Apporter un soutien social « ciblé » à d'autres personnes dans le besoin active les zones cérébrales impliquées dans la prise en charge parentale. En comparaison, fournir un soutien « non ciblé » tel que son concours à des organismes de bienfaisance n’entraine pas les mêmes effets neurobiologiques, selon les chercheurs Tristen K. Inagaki et Lauren P. Ross, de l’Université de Pittsburgh. « Nos résultats soulignent les bénéfices uniques associés à l’apport d’un soutien ciblé et contribuent à élucider les voies neurales par lesquelles le soutien peut mener à la santé ».

 

 

  • 2 expériences sont ici menées pour évaluer les réponses du cerveau à différents types de soutien social. Dans la première étude, 45 volontaires accomplissent une tâche de « soutien » : ils sont invités à gagner des récompenses pour une personne proche dans le besoin (soutien ciblé), ou encore au profit d’une œuvre caritative (soutien non ciblé) ou pour eux-mêmes. L’expérience montre que les participants se sentent plus connectés socialement et plus efficace dans leur démarche en cas de soutien social ciblé.
  • Les sujets ont ensuite subi une évaluation émotionnelle comprenant un examen IRM fonctionnel pour évaluer l'activation de zones cérébrales spécifiques lors du soutien social.

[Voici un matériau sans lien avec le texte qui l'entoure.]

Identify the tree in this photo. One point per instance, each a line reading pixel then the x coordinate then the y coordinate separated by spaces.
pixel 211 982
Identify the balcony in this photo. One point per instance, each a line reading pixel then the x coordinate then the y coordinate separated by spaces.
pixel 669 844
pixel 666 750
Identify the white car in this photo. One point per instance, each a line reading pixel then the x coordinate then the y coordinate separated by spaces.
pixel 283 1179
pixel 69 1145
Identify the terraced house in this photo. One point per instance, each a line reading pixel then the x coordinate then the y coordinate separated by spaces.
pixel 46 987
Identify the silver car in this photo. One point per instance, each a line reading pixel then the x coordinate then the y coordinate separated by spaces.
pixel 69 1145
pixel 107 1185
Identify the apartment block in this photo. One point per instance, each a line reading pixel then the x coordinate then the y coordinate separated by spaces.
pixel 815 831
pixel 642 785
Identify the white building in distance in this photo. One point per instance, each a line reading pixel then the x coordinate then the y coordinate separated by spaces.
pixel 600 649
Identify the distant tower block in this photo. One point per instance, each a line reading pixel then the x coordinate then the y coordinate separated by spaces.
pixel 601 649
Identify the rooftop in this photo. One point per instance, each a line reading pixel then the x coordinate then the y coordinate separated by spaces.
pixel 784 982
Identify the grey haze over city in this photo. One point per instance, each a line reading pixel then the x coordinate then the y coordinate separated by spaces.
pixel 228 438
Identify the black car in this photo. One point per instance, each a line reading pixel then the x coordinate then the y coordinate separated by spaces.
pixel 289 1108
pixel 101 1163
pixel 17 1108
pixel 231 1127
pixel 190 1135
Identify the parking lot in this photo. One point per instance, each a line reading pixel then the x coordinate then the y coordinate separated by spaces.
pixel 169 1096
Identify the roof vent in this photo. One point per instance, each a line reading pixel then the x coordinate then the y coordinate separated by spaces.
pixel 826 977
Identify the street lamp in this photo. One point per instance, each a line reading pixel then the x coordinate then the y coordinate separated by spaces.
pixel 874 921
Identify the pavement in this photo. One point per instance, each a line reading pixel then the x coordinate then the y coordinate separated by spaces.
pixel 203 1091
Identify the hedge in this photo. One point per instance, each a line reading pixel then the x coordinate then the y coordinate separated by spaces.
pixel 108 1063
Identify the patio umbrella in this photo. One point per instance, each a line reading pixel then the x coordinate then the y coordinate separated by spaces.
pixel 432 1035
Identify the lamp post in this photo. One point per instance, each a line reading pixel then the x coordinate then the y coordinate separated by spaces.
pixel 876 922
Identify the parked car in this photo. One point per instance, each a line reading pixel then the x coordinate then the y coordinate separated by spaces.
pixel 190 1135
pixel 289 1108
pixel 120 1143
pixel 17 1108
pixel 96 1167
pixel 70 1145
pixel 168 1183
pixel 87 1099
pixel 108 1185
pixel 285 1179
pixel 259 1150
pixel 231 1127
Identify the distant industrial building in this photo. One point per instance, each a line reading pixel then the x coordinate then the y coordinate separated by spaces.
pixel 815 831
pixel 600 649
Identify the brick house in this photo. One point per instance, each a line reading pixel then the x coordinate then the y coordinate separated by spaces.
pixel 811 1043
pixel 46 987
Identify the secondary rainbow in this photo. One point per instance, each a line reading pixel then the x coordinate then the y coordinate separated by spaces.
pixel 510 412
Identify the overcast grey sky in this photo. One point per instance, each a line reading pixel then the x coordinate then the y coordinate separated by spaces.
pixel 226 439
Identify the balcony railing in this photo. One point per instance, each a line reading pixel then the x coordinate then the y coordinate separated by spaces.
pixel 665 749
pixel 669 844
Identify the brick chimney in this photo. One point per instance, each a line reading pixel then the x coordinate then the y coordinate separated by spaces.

Le soutien se révèle lié à une activation accrue du striatum ventral (VS) et de la zone septale (SA), des zones impliquées dans la parentalité. Cependant, lorsque le soutien est ciblé, seul le septum s’active alors que l’activité diminue dans l’amygdale, une zone associée aux réactions de peur et de stress. Le soutien ciblé s’avère donc associé à un état d’apaisement, propice à la santé.
  • Une seconde expérience est menée auprès de 382 participants ayant renseigné leur propension à offrir leur soutien, et ayant passé un examen par IRM fonctionnel au cours d’une tâche d'évaluation émotionnelle. Encore une fois, une activité réduite dans l'amygdale est associée au soutien ciblé alors qu’offrir un soutien non ciblé n'est définitivement pas lié à l'activité de l'amygdale.

 

Cette étude identifie ainsi, pour la première fois une voie neuronale par laquelle le soutien influe sur la santé. « Les humains se nourrissent des relations sociales mais bénéficient aussi de leur action au service du bien-être des autres ». Le soutien social entraine des effets positifs sur le cerveau et donc des bénéfices physiques et mentaux.

 

Nous aidons les autres, directement ou indirectement, aussi parce que cela « fait du bien ».